The fate of emissions trading showed us that with the Government ending up with a scheme that pleased no one and was eventually put where the electoral strategists hope it is out of sight and hopefully out of the electorate’s mind. Now Labor is having similar difficulties in handling the mining super profits tax or resource rental tax or whatever it wants to call it.
Surely Treasurer Wayne Swan and Prime Minister Kevin Rudd are not surprised by the reaction to their proposal. Groups hit with a tax increase always scream. Presumably the pair and their small coterie of ministerial colleagues in the inner circle believed they could sell benefits from hitting miners that outweighed any electoral cost. The problem, then, comes in the salesmanship with the biggest mistake probably being too cute in specifying what the extra revenue gained would be spent on.

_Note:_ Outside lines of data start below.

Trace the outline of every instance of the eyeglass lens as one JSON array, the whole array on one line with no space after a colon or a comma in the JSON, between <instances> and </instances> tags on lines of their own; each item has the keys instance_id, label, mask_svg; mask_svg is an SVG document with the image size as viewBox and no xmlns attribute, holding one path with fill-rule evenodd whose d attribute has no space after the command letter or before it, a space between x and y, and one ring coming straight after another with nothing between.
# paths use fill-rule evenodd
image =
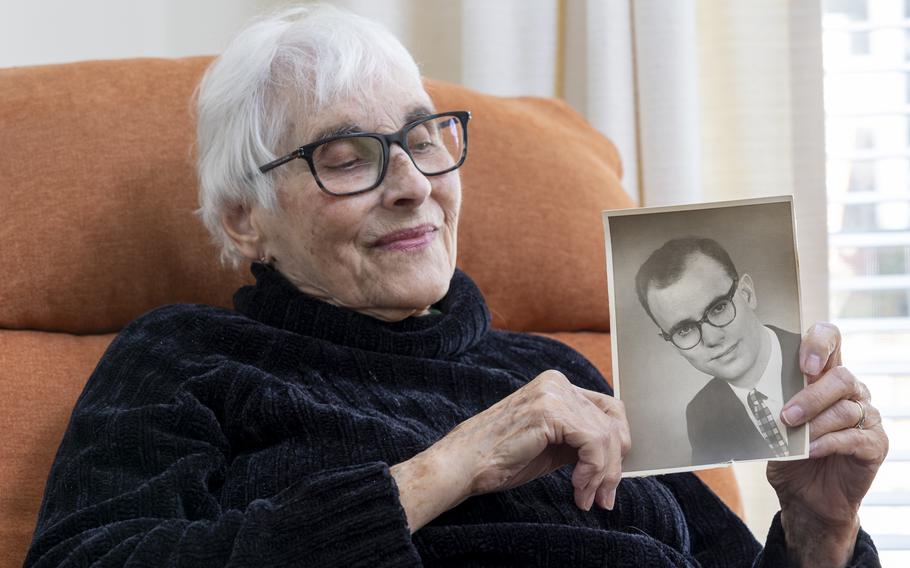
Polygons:
<instances>
[{"instance_id":1,"label":"eyeglass lens","mask_svg":"<svg viewBox=\"0 0 910 568\"><path fill-rule=\"evenodd\" d=\"M379 177L382 144L367 137L332 140L316 148L313 165L319 181L329 191L358 191L370 187Z\"/></svg>"},{"instance_id":2,"label":"eyeglass lens","mask_svg":"<svg viewBox=\"0 0 910 568\"><path fill-rule=\"evenodd\" d=\"M691 322L677 328L673 332L671 340L680 349L692 349L701 341L703 322L707 322L714 327L724 327L730 325L730 322L735 317L736 306L733 304L733 300L723 299L708 308L701 322Z\"/></svg>"},{"instance_id":3,"label":"eyeglass lens","mask_svg":"<svg viewBox=\"0 0 910 568\"><path fill-rule=\"evenodd\" d=\"M452 169L464 151L461 120L442 116L413 125L407 133L405 150L424 175ZM378 138L349 136L320 145L313 151L312 159L323 187L344 194L375 185L382 175L384 155Z\"/></svg>"}]
</instances>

Lowering company tax rates has no appeal at all to most voters and goodness knows what this infrastructure stuff means to a couple struggling out in Blacktown. No kudos either for telling me I will be paying less tax on my savings bank interest when I don’t have any money in the account. And as for a few extra per cent at some time in the future in a superannuation account well most people are less concerned about the better future than the better now.

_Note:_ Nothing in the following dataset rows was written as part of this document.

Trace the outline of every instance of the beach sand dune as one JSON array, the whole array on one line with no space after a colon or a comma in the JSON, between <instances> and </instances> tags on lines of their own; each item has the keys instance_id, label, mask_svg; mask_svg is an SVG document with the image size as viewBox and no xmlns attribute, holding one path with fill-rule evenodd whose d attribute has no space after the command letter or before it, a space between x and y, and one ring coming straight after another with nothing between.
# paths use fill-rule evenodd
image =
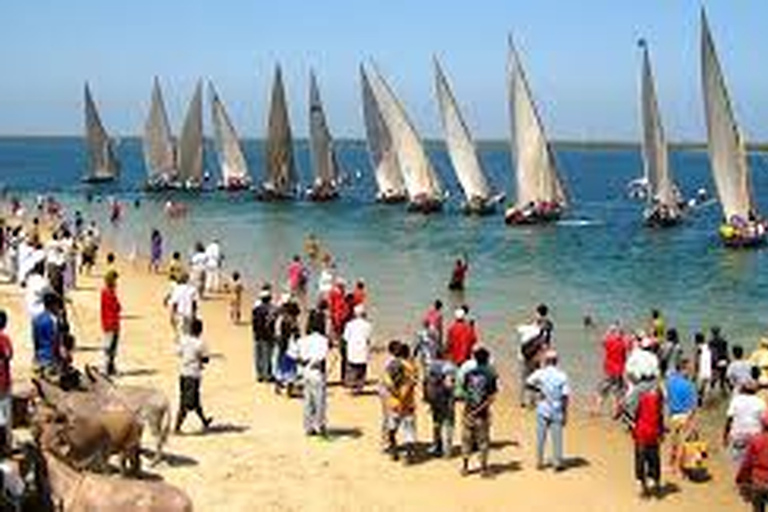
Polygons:
<instances>
[{"instance_id":1,"label":"beach sand dune","mask_svg":"<svg viewBox=\"0 0 768 512\"><path fill-rule=\"evenodd\" d=\"M118 356L120 382L156 386L171 397L175 408L177 357L162 307L167 279L147 274L144 268L122 265L119 269L119 294L126 314ZM72 294L70 313L81 348L76 354L78 365L99 362L101 356L100 279L94 275L80 284L82 288ZM1 285L0 303L10 313L10 334L16 346L14 375L16 383L23 385L31 360L23 296L16 287ZM503 368L504 390L494 409L489 479L479 475L462 478L460 461L455 458L424 459L408 467L390 461L380 450L378 398L373 394L353 398L338 386L330 389L329 439L307 438L301 424L301 401L277 396L271 387L255 383L250 329L231 325L226 308L224 298L202 304L204 338L214 353L203 379L203 403L206 413L214 417L212 431L199 435L197 418L190 416L186 433L171 437L167 462L148 468L185 489L196 510L746 509L737 496L725 455L714 444L712 481L692 484L670 477L663 499L641 500L633 478L629 436L608 420L581 413L574 414L566 431L566 451L572 457L569 469L563 473L537 471L534 417L514 405L509 385L515 376L505 374ZM378 374L379 365L373 366ZM428 441L429 417L425 407L419 412L419 437Z\"/></svg>"}]
</instances>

The best message is the simple one. When it comes to tax would you rather the mining companies paid or you paid? Toss in, by all means, the argument that the Government has at last started to use that the resource dug up by miners is not theirs but ours.

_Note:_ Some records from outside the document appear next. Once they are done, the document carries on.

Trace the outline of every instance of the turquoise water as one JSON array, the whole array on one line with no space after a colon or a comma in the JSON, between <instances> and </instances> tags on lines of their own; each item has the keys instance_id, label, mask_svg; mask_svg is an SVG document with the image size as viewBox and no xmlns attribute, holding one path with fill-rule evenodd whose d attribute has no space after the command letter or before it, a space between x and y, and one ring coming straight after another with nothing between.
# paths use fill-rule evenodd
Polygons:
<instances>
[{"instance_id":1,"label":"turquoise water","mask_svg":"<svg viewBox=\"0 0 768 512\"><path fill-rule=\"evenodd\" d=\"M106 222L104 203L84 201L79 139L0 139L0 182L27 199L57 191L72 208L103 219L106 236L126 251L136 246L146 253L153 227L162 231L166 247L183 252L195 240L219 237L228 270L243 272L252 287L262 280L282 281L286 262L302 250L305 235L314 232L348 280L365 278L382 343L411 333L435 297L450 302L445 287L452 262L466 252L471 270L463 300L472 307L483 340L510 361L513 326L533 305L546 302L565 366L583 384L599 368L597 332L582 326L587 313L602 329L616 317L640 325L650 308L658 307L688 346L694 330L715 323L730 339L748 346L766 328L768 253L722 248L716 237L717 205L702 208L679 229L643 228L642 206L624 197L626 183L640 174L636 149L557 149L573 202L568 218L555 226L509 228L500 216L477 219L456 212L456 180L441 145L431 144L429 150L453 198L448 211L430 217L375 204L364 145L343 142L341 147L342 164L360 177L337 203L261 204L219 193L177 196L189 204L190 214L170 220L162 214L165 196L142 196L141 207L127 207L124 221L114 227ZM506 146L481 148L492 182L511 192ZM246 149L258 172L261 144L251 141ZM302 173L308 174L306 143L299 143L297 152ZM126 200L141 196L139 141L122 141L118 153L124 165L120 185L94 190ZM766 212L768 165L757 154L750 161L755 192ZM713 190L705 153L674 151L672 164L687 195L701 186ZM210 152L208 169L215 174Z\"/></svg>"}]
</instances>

But don’t confuse things by getting into an argument about actual tax rates by different kinds of companies and certainly stop giving the impression that you are open to any substantial compromise. That kind of talk is just making the Government look like it doesn’t know what it is doing.
Tales of drinking habits. Blame a Benedictine is the Scottish Labour Party’s latest catch-cry. The tonic wine produced by the monks of Buckfast Abbey is facing prohibition. Members of the Scottish Parliament are soon to vote on the Buckfast ban after Labour made the measure the keystone of its plans to tackle the country’s binge drinking epidemic.
The problem, says Labour, is the caffeine content of the drink. Jackie Baillie, the Party’s health spokesman, said: “Caffeine in alcohol creates wired, wide-awake drunks and that’s where the problems are. If you don’t take the early opportunity to do this then you will end up as America where there is a huge number of drinks with caffeine added.”
While he’s on the subject of drinking and health, spokesman Baillie might like to consider what to do with the latest Californian fad drink — the “PB&C” which a Daily Telegraph reporter describes as “a monstrosity of a milkshake” that is a “heart stopping ensemble of ice cream, peanut butter and heavy cream” that is “presented in a giant 24 ounce cup the whole gloopy, gooey mess contain[ing] 2,010 calories, the total recommended daily allowance for a woman and only slightly fewer calories than are suggested for men.”
Following the Seven News example. Perhaps the Seven Network News keeps better company than I thought! It’s recent story on the outing of a NSW Cabinet Minister for frequenting a gay club would clearly have been newsworthy for the supposedly very proper New York Times. That paper today covers at length the claim by a former staff member to once having had an “inappropriate physical relationship” with his female politician boss who is now seeking to become Governor of South Carolina. If that activity is ever deemed in Australia to make a person unfit for high office there will be a lot of vacancies in Federal Parliament!
Labo(u)r’s international trend. It is not just in Australia that a once great political party of the working class has turned to a new kind of leadership that is a long way removed from the kind of people it still claims to represent. This is from today’s London Daily Telegraph:
The Opposition is embarked on a leadership contest in which the four front-runners are male, white, forty-something, Oxbridge-educated, football-daft former special advisers, who worked for either Gordon Brown or Tony Blair before becoming MPs. They all have dark hair. Westminster is having fun with rumours that they even once shared a girlfriend.
Funny about that — politicians bow to self-interest first. The theory behind that Euro joint currency is that all the participating nations will stick to the rules, two of which are that government debt must not exceed 60% of GDP at the end of the fiscal year and the annual government deficit must not exceed 3% of GDP. It is not just Greece where the politicians have ignored this harsh fiscal discipline. Only two nations — Finland and Luxembourg — stuck by the agreement as their peers broke ranks in an effort to save their own electoral necks.
With that record to look at it’s little wonder that there is so much scepticism about Europe’s economic ffuture.